Ивраоскарь рассмеялся, и впервые его смех для всех показался искренним. Но через несколько мгновений он стал серьёзным, и, помедлив пару секунд, вернул раздражающую всех ухмылку:
— Не дождёшься, — ответил он и вновь стал концентрироваться на поисках капитана.
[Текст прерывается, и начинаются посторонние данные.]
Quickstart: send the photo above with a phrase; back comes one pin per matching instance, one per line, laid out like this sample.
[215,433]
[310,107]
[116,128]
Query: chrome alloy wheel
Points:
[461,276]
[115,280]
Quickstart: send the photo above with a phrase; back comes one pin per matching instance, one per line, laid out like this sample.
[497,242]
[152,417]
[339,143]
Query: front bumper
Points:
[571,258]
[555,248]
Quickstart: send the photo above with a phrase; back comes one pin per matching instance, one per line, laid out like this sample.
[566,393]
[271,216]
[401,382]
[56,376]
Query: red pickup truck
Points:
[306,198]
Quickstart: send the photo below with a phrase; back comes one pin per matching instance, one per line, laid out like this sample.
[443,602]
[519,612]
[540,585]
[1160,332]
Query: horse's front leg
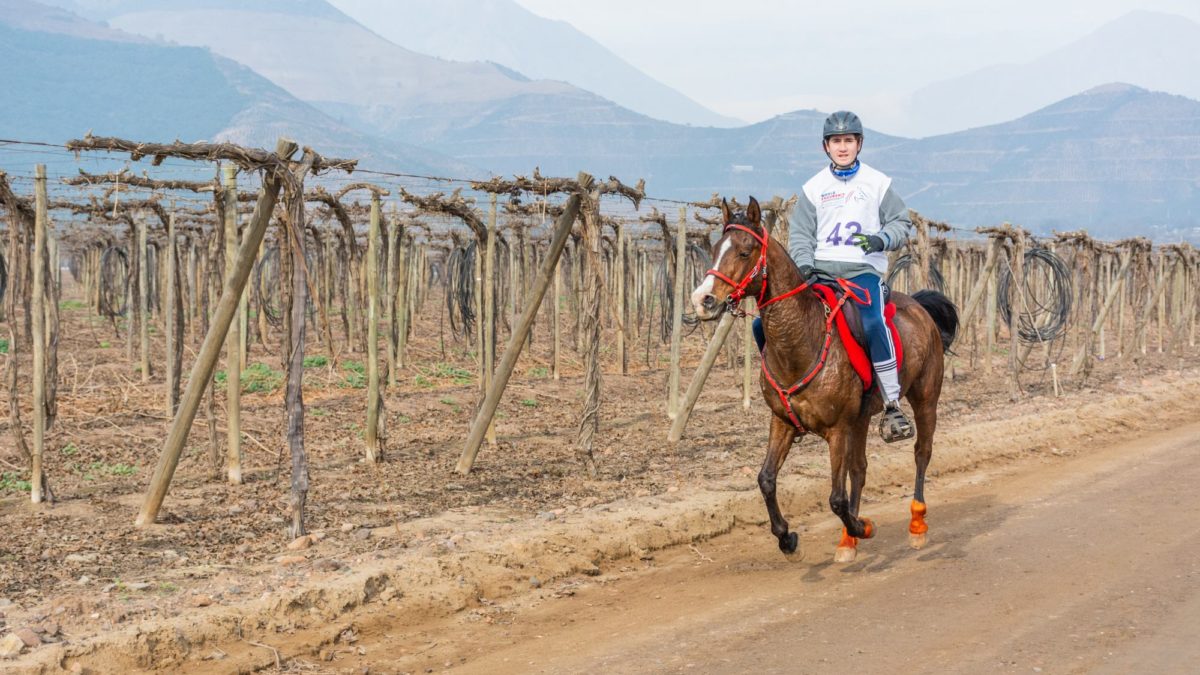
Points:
[781,436]
[847,455]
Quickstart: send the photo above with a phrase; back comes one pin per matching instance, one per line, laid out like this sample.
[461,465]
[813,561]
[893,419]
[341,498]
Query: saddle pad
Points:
[858,358]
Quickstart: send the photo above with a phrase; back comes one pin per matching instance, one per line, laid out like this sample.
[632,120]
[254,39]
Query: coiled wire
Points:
[1045,311]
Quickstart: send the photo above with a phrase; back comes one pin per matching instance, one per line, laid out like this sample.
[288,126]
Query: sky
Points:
[754,59]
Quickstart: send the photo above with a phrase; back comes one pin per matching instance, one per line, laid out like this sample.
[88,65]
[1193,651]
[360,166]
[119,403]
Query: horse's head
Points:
[739,257]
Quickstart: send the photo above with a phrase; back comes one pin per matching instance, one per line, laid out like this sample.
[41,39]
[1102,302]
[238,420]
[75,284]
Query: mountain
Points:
[1117,160]
[335,64]
[65,76]
[505,33]
[1150,49]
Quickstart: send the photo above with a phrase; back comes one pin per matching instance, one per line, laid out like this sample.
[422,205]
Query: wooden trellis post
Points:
[677,315]
[375,401]
[508,362]
[233,340]
[39,329]
[700,376]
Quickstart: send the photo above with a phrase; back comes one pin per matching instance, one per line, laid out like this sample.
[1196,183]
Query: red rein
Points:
[738,293]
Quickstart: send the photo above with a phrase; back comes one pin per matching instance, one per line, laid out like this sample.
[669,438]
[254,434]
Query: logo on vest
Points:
[826,197]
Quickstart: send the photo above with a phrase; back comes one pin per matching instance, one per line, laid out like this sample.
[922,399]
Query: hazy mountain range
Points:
[1117,160]
[504,33]
[1149,49]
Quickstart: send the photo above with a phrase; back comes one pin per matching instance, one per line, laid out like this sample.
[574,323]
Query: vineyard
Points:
[235,374]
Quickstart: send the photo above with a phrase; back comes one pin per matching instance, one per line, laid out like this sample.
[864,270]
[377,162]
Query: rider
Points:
[845,220]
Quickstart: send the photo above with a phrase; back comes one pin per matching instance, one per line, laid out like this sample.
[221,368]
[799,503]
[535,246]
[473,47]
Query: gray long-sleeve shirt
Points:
[802,239]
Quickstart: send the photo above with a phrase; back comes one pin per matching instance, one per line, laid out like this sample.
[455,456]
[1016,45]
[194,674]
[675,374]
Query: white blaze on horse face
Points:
[706,287]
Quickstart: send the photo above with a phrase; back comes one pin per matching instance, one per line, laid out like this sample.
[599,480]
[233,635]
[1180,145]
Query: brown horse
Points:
[833,404]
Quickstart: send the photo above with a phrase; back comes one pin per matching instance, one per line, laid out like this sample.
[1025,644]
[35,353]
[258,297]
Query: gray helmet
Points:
[843,121]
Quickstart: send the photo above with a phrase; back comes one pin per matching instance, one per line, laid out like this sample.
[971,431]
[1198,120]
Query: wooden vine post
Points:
[489,346]
[143,299]
[517,340]
[375,400]
[677,315]
[276,167]
[233,340]
[39,330]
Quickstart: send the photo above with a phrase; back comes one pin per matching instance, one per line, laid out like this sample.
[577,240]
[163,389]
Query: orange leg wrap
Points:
[918,525]
[847,542]
[868,529]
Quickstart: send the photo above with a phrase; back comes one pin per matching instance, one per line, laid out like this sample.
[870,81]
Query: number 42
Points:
[835,239]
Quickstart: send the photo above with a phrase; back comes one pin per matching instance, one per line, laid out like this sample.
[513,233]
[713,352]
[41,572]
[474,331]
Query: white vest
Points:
[846,208]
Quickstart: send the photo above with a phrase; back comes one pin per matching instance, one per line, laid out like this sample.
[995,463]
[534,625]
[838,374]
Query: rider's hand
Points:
[868,243]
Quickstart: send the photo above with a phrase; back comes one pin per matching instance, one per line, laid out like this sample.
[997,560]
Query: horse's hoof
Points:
[845,554]
[868,529]
[787,543]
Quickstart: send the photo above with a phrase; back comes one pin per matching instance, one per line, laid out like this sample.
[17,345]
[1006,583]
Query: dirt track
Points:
[1071,563]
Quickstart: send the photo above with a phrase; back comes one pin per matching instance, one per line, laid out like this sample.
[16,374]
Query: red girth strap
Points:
[785,395]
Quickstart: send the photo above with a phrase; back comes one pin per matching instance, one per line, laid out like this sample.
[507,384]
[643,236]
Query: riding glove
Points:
[868,243]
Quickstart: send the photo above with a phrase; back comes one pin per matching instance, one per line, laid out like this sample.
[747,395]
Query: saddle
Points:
[850,328]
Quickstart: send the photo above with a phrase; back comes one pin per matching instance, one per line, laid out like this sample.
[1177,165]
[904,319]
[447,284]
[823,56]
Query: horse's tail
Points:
[943,312]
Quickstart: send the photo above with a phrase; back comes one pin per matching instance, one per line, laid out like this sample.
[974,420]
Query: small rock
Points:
[300,543]
[11,646]
[28,637]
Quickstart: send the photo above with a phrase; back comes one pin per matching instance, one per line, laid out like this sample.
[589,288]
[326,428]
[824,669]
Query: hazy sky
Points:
[754,59]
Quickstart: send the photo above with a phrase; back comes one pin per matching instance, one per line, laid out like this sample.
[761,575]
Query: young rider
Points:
[845,220]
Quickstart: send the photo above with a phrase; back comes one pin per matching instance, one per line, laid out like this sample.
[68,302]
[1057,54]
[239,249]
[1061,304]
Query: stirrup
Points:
[894,425]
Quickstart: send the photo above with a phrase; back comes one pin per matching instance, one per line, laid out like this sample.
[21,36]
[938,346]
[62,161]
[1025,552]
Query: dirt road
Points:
[1087,562]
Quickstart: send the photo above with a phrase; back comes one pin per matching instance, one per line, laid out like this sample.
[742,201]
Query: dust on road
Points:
[1089,563]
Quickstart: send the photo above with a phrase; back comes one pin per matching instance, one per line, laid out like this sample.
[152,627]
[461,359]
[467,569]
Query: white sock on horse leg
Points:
[889,380]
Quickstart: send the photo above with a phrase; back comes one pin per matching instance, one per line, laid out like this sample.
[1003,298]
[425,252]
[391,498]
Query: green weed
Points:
[10,482]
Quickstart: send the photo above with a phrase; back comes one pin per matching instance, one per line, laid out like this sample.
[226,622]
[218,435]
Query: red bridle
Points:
[739,287]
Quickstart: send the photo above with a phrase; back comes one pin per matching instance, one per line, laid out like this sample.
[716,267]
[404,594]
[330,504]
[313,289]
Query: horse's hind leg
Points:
[847,455]
[925,411]
[781,435]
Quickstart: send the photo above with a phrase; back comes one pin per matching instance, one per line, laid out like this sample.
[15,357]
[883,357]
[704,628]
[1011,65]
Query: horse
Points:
[828,398]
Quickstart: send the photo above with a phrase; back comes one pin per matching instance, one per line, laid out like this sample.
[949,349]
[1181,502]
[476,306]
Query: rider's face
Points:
[844,148]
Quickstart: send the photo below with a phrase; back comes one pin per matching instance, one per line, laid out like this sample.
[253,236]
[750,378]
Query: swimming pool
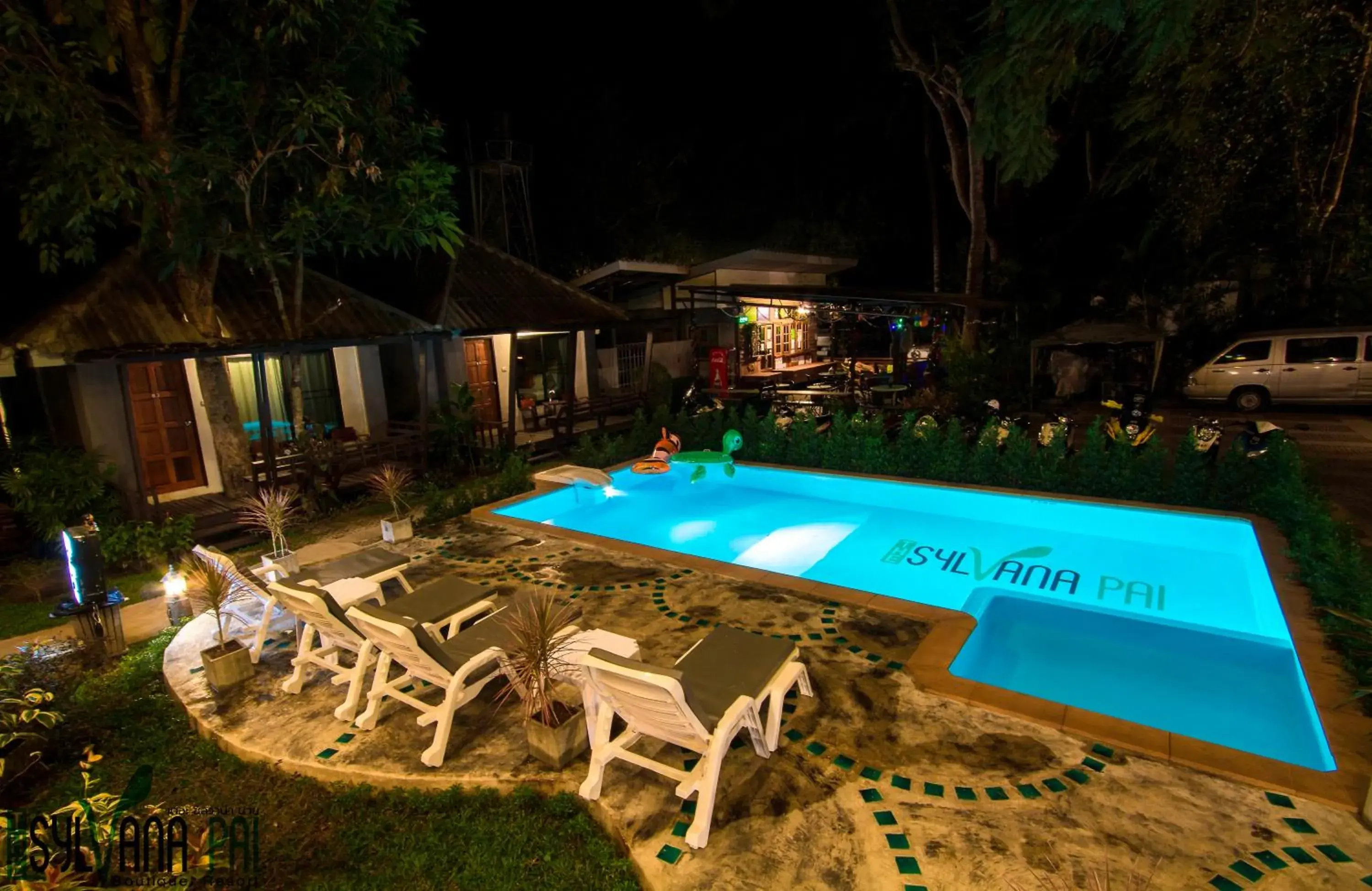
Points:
[1158,617]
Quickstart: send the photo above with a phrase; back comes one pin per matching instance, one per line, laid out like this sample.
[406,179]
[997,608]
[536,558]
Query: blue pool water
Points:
[1157,617]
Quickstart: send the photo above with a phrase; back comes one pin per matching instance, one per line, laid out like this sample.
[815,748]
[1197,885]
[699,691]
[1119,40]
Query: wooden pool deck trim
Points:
[1348,731]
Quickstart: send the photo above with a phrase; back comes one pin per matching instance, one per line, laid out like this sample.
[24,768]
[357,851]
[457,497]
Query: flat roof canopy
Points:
[630,278]
[717,294]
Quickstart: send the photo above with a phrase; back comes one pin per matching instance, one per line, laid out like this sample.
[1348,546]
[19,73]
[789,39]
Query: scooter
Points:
[696,401]
[1257,438]
[1208,433]
[1057,429]
[1003,424]
[1132,422]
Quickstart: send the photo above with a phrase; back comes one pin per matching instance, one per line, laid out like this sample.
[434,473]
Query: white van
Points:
[1300,365]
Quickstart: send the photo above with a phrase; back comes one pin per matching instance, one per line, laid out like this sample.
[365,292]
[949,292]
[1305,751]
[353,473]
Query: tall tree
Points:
[936,58]
[261,129]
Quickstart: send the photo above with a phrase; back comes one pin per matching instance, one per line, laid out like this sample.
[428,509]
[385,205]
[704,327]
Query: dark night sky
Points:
[729,125]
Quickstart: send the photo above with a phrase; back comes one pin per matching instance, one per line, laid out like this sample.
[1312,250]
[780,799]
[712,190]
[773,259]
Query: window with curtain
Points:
[243,383]
[319,392]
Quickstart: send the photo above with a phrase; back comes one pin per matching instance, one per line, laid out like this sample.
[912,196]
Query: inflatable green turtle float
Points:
[725,458]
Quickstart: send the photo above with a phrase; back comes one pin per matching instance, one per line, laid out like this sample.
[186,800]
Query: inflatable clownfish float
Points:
[660,461]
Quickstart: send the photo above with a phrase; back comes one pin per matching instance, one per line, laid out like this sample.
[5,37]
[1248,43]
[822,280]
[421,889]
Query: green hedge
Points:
[1278,485]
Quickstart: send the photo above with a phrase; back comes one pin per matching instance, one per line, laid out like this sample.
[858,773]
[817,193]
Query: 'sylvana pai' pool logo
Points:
[1018,568]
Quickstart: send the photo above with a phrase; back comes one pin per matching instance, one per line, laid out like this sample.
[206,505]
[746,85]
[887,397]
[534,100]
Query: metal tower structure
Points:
[501,210]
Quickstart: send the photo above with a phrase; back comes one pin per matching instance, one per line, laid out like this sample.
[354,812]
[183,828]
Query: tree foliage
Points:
[258,129]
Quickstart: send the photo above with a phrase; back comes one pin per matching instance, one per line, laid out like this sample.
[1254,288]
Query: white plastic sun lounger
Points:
[261,614]
[445,603]
[459,666]
[713,692]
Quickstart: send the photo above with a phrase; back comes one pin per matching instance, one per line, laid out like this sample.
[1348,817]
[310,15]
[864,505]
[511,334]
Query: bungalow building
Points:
[522,339]
[116,367]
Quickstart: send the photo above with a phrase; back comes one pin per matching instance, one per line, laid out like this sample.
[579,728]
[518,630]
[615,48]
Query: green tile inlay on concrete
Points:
[1226,885]
[1334,853]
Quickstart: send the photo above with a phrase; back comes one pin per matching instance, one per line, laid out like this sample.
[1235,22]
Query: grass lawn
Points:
[316,837]
[28,617]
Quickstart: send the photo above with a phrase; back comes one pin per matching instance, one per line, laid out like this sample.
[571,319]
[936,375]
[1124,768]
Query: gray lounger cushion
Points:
[439,599]
[726,665]
[361,565]
[456,651]
[335,610]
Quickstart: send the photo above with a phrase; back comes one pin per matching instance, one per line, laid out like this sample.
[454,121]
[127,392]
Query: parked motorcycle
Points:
[1208,433]
[1057,429]
[1256,438]
[697,401]
[1003,424]
[1132,420]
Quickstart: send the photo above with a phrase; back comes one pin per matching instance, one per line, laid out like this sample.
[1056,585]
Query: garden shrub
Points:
[146,544]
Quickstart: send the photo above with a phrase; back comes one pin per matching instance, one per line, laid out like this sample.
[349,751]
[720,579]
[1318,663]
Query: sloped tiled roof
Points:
[128,309]
[494,291]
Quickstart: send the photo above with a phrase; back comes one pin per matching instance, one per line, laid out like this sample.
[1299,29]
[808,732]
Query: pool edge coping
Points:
[1346,732]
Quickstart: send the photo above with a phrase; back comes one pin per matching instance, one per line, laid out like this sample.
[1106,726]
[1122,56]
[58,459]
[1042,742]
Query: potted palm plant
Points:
[533,662]
[271,514]
[212,590]
[390,483]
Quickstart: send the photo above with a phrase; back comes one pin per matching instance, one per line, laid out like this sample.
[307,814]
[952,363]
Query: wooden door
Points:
[164,419]
[481,378]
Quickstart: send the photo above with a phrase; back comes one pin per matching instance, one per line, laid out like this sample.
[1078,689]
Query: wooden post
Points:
[441,368]
[648,360]
[264,420]
[420,350]
[132,430]
[571,385]
[512,390]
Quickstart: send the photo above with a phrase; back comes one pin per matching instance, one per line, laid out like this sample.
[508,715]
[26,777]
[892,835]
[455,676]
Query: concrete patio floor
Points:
[879,783]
С первого дня экспедиции почти каждый замечал, что лес, в котором приземлилась их станция, совсем не похож на земной. Он жил куда более активно, чем привычный для нас прирост в несколько десятков сантиметров в год и пара новых гнёзд с трудом выживающих птиц. Здешний лес казался мистическим, окутанным тайной, он каждый день казался новым, неизученным. Эта неизвестность не перестала пугать землян и по сей день.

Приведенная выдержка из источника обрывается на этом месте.